ひとつは、京都などの第3回世界水フォーラム時に、FoE Japanが配布していた冊子『開発惨禍』にも書かれていた、ケウラダムの問題だ。詳しくはFoE Japanの『マレーシア:ケウラダム建設計画』のページを参照して頂きたいが、日本の国際協力銀行(JBIC)経由で出される日本のODA(円借款)、820億円超の供与計画だが、住民移転や河川生態系への影響とともに、大きな問題となっているのが、水供給システムのロスを隠して新たな導水事業を進めようとしている点だ。

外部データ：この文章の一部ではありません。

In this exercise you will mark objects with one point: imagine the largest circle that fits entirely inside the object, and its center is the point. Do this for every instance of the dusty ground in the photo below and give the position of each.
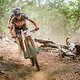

そう、このケウラダムはセランゴール州への導水計画も含まれている。実際、セランゴール州での水供給システムの不具合、つまりは漏水の問題もまた上のマレーシア紙『STAR』のなかでも論じられている(漏水を防ぐことだけでは負債をカバーできない旨)。FoE Japan、また現地のNGO「SOS Selangor」によるとただでさえ、セランゴール州、そしてクアラルンプールでの水供給は東京やロンドン、シドニーをさえ上回る、世界でも1,2を争う供給量があるという。

漏水・盗水の40%は確かに異常であるが、ケラウダムを建設し、おそらく既に何らかの形で企業が水道事業に参画しているであろう(Perbadanan Urus Air Selangor Bhd (Puas)というのがそれか?ホームページはここにあるが、英語ではないので分からないのです…)。

詳細をご存じの方はご一報下さい。

追伸:"Water & Wastewater International"というサイトで、『マレーシアは民営化計画を見直すだろう』という記事を見つけたが、この記事はどう関係するのだろう??